MAS kept policy unchanged, signalling confidence in resilient growth while keeping a close watch on inflation risks in 2026.
Summary:
Singapore’s MAS kept monetary policy unchanged, maintaining the prevailing rate of appreciation for the S$NEER policy band, with no change to its width or centre.
The decision was widely expected and follows MAS keeping the policy band on an appreciating slope in July and October 2025.
MAS said near-term growth should remain resilient, though full-year growth is expected to ease from the strong 2025 outcome.
Inflation forecasts were revised higher, with core and headline CPI now seen averaging 1.0–2.0% in 2026.
MAS said it remains well positioned to respond should risks to medium-term price stability emerge.
The Monetary Authority of Singapore left its monetary policy settings unchanged at its January meeting, maintaining the prevailing rate of appreciation of the Singapore dollar nominal effective exchange rate (S$NEER) policy band, in a decision that was widely anticipated by markets.
MAS said there would be no change to either the width of the policy band or the level at which it is centred, effectively extending the policy stance it last reaffirmed in July and October 2025. Singapore’s central bank operates an exchange rate-based monetary framework, using the S$NEER as its main policy tool rather than interest rates.
In its accompanying statement, MAS struck a cautiously upbeat tone on growth. The central bank said Singapore’s economy should remain resilient in the near term, following a strong performance in 2025. For the year as a whole, however, growth is expected to moderate relative to last year’s pace, with the positive output gap projected to narrow gradually over the course of 2026.
On inflation, MAS revised its forecasts higher.

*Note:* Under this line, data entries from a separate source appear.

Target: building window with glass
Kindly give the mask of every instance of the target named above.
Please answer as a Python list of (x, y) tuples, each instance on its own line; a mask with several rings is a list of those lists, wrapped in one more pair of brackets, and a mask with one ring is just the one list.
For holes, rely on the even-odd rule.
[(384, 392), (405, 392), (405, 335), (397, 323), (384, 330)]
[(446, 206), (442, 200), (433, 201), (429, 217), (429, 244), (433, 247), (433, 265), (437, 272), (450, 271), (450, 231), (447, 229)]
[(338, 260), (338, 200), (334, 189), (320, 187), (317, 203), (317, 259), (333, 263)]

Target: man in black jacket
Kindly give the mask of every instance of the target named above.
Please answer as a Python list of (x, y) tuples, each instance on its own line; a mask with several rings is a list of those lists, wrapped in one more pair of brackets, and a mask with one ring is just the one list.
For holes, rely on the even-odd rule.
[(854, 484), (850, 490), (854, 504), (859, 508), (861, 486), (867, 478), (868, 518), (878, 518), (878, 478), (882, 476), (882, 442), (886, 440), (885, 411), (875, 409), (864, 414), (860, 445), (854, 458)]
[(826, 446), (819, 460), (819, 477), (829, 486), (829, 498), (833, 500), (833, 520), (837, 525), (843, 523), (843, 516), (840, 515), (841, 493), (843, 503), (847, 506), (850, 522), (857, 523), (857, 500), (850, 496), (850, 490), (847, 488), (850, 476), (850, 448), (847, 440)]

The central bank lifted its projections for both core inflation and CPI-all items inflation in 2026 to a range of 1.0–2.0%, citing ongoing price pressures. Core inflation is expected to rise modestly in the near term before normalising later in the year and averaging within that range.
The updated inflation outlook suggests that while price pressures are no longer accelerating sharply, they remain sufficiently firm to warrant a steady policy stance. MAS said the current configuration of monetary policy is appropriate to ensure medium-term price stability, while retaining flexibility to respond should risks emerge.
Overall, the decision reinforces the view that MAS is comfortable maintaining a modestly restrictive stance amid resilient growth and contained, but still watchful, inflation dynamics. Markets are likely to interpret the statement as signalling policy stability in the near term, with future adjustments dependent on how growth and inflation evolve through the year.